Module Check
This lesson closes Module 5 and the Building with AI track. It tests not only whether you can recall the facts and definitions from each lesson, but whether you can reason with them — applying them to new situations, weighing competing considerations, and thinking clearly about the responsibilities that come with being a builder in an AI-accelerated world. The six quiz questions below span the full module. After completing them, a capstone activity asks you to synthesize everything into a single, original artifact: a builder's commitment statement that you could realistically stand behind.
Flashcards — click each card to reveal the answer
A developer deploys a new version of her app while the old version is still handling user traffic. She routes traffic to the new version only after confirming it is healthy. This is an example of which deployment strategy?
A library you depend on releases a security patch for a critical vulnerability. You are aware of it but do not apply the patch for three months because you are busy with new features. A user is harmed by the unpatched vulnerability. Which concept from this module most directly applies?
A startup incorporates a library released under the AGPL license into their cloud service. AGPL is a strong copyleft license that applies even when software is accessed over a network. The startup wants to keep their codebase proprietary. Which statement is most accurate?
A student builds an app for a school and makes a text field that changes color from white to light yellow when users successfully submit a form. No other feedback is given. Which WCAG principle is violated, and why?
An AI coding tool generates a data processing function that accesses three database columns the developer did not request. The developer does not read the generated code and ships it. Which accountability principle does this violate?
A team ships a product with a known accessibility failure — a modal dialog that cannot be closed via keyboard — because fixing it would delay launch by two days. They disclose this limitation in their release notes. Compared to shipping without disclosure, which statement best characterizes the disclosed approach?
Every lesson in this module has been about a single idea: when you ship software, you enter into an implicit contract with the people who use it. You are telling them: I built this, I understand it, I take responsibility for it, and I will maintain it honestly. Copyright law, licensing, accessibility standards, deployment practices, and safety frameworks are all the infrastructure of that contract. Vibe coding lets you build fast — this module exists so that speed does not come at other people's expense.

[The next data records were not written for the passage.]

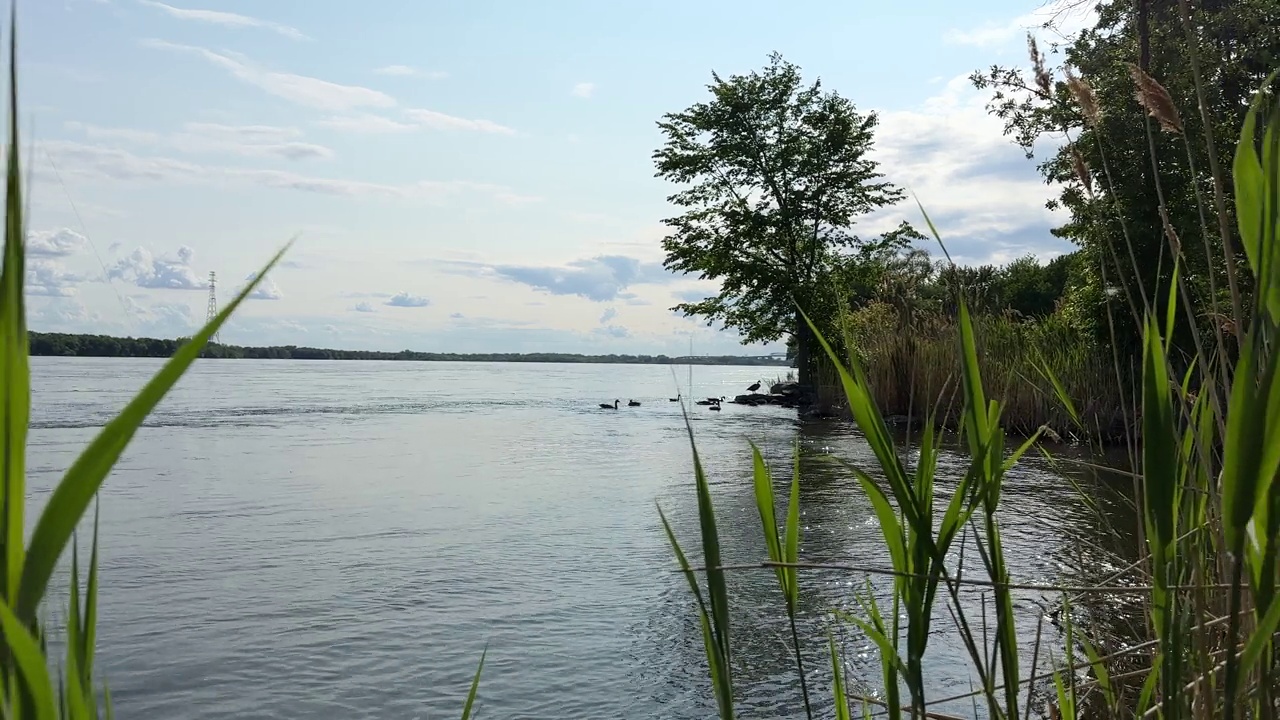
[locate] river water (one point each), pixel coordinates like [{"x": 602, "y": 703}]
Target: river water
[{"x": 344, "y": 538}]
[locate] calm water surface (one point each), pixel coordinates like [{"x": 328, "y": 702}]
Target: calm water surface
[{"x": 342, "y": 540}]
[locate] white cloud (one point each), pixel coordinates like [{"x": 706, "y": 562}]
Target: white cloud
[
  {"x": 222, "y": 18},
  {"x": 1066, "y": 17},
  {"x": 48, "y": 278},
  {"x": 432, "y": 119},
  {"x": 265, "y": 290},
  {"x": 113, "y": 164},
  {"x": 972, "y": 180},
  {"x": 406, "y": 300},
  {"x": 406, "y": 71},
  {"x": 365, "y": 123},
  {"x": 252, "y": 141},
  {"x": 55, "y": 244},
  {"x": 301, "y": 90},
  {"x": 417, "y": 119},
  {"x": 144, "y": 269}
]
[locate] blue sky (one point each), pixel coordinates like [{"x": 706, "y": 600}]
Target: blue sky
[{"x": 462, "y": 176}]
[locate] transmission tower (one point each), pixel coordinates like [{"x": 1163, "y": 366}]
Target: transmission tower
[{"x": 213, "y": 304}]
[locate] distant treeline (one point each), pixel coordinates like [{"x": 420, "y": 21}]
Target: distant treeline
[{"x": 65, "y": 345}]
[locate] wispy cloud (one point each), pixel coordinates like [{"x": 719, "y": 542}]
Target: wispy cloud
[
  {"x": 144, "y": 269},
  {"x": 406, "y": 71},
  {"x": 54, "y": 244},
  {"x": 600, "y": 278},
  {"x": 417, "y": 119},
  {"x": 365, "y": 123},
  {"x": 432, "y": 119},
  {"x": 406, "y": 300},
  {"x": 254, "y": 141},
  {"x": 113, "y": 164},
  {"x": 301, "y": 90},
  {"x": 265, "y": 290},
  {"x": 1065, "y": 18},
  {"x": 228, "y": 19}
]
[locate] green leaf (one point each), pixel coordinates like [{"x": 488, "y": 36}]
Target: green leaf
[
  {"x": 1159, "y": 446},
  {"x": 14, "y": 374},
  {"x": 837, "y": 683},
  {"x": 475, "y": 687},
  {"x": 791, "y": 551},
  {"x": 1252, "y": 209},
  {"x": 764, "y": 505},
  {"x": 81, "y": 483},
  {"x": 31, "y": 664},
  {"x": 716, "y": 661}
]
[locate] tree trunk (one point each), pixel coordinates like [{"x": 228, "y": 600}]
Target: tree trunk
[{"x": 804, "y": 355}]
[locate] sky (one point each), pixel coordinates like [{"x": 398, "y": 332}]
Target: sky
[{"x": 458, "y": 176}]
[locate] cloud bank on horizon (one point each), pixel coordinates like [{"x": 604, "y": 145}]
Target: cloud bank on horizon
[{"x": 460, "y": 181}]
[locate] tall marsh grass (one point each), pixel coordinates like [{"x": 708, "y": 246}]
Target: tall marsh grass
[
  {"x": 1206, "y": 478},
  {"x": 1028, "y": 364}
]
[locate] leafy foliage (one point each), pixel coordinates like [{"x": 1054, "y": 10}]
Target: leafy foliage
[{"x": 773, "y": 174}]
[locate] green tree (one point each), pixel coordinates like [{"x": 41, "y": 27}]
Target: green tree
[
  {"x": 1116, "y": 141},
  {"x": 775, "y": 173}
]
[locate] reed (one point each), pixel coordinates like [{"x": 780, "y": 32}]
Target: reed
[
  {"x": 1206, "y": 478},
  {"x": 1027, "y": 364}
]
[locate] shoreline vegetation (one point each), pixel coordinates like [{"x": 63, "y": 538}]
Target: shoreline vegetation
[
  {"x": 1176, "y": 291},
  {"x": 68, "y": 345}
]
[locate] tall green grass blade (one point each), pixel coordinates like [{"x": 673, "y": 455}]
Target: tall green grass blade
[
  {"x": 88, "y": 637},
  {"x": 1251, "y": 206},
  {"x": 716, "y": 662},
  {"x": 837, "y": 683},
  {"x": 1100, "y": 671},
  {"x": 30, "y": 661},
  {"x": 74, "y": 693},
  {"x": 81, "y": 483},
  {"x": 14, "y": 373},
  {"x": 791, "y": 545},
  {"x": 1159, "y": 447},
  {"x": 764, "y": 505},
  {"x": 1064, "y": 399},
  {"x": 475, "y": 687}
]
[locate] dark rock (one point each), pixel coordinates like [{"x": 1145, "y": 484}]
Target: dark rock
[{"x": 785, "y": 388}]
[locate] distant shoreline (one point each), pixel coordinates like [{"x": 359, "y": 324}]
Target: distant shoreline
[{"x": 69, "y": 345}]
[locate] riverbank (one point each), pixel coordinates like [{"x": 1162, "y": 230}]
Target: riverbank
[{"x": 65, "y": 345}]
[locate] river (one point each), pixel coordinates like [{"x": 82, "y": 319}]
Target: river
[{"x": 344, "y": 538}]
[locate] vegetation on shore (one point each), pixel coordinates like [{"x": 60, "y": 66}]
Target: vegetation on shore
[
  {"x": 1176, "y": 306},
  {"x": 105, "y": 346}
]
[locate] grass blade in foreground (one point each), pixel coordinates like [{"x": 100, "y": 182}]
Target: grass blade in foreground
[
  {"x": 77, "y": 488},
  {"x": 14, "y": 373},
  {"x": 475, "y": 687}
]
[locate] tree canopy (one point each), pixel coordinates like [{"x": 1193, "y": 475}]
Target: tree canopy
[
  {"x": 775, "y": 173},
  {"x": 1127, "y": 167}
]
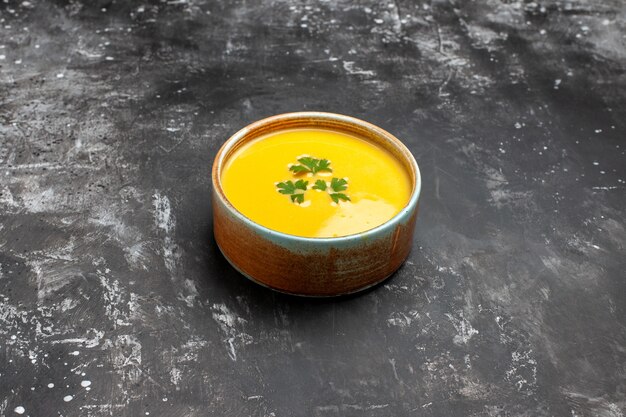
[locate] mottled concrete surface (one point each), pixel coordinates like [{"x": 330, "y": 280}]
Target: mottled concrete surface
[{"x": 114, "y": 300}]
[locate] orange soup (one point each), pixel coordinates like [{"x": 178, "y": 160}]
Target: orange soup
[{"x": 315, "y": 183}]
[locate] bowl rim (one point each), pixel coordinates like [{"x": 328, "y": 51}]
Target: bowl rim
[{"x": 229, "y": 144}]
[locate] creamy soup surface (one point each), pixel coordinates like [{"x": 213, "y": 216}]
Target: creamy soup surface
[{"x": 315, "y": 183}]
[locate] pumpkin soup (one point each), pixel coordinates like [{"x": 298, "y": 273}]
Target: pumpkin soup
[{"x": 315, "y": 183}]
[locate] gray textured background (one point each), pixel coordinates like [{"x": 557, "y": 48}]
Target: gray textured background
[{"x": 512, "y": 302}]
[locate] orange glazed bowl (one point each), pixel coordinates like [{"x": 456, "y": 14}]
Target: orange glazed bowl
[{"x": 314, "y": 266}]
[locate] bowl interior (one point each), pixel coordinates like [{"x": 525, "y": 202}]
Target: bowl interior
[{"x": 317, "y": 120}]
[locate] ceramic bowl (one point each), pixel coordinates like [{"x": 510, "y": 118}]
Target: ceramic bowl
[{"x": 314, "y": 266}]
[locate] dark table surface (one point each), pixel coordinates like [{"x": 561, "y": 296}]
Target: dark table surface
[{"x": 114, "y": 300}]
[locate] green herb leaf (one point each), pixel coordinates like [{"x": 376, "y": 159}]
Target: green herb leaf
[
  {"x": 312, "y": 165},
  {"x": 338, "y": 184},
  {"x": 320, "y": 185}
]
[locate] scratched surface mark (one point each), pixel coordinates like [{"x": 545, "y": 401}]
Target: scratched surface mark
[{"x": 114, "y": 300}]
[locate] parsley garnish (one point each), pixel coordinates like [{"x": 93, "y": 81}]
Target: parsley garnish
[
  {"x": 311, "y": 165},
  {"x": 294, "y": 190}
]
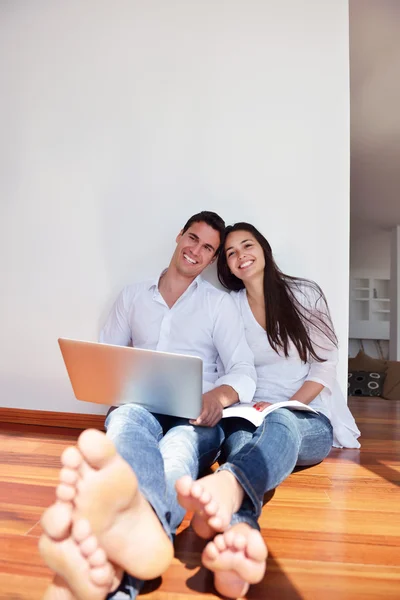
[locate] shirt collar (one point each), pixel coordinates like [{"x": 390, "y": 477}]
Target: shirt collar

Builder's Commitment Statement
- Write a personal Builder's Commitment Statement — a document of 300 to 500 words that you could realistically stand behind and post publicly. It should address the following:
- 1. Understanding: What is your commitment to understanding the code you ship, including code generated with AI assistance?
- 2. Safety and harm: What is your personal standard for assessing and mitigating harm before shipping? How will you apply threat modeling or equivalent thinking?
- 3. Accessibility: What minimum accessibility standard will you hold yourself to, and how will you verify it before release?
- 4. Licensing and credit: What is your practice for auditing dependencies, selecting licenses for your own work, and giving honest credit?
- 5. Accountability: What does accountability look like in your practice — how will users reach you, how will you respond to problems, and how will you decide when to maintain versus when to sunset a project?
- 6. AI assistance: Given that you work in an AI-assisted environment, what is your specific commitment regarding reviewing, testing, and taking ownership of AI-generated code?
- This is not a school assignment to be completed and forgotten. Draft it as if you would keep it and revise it as you grow as a builder. Exchange with a partner and give each other one honest piece of feedback.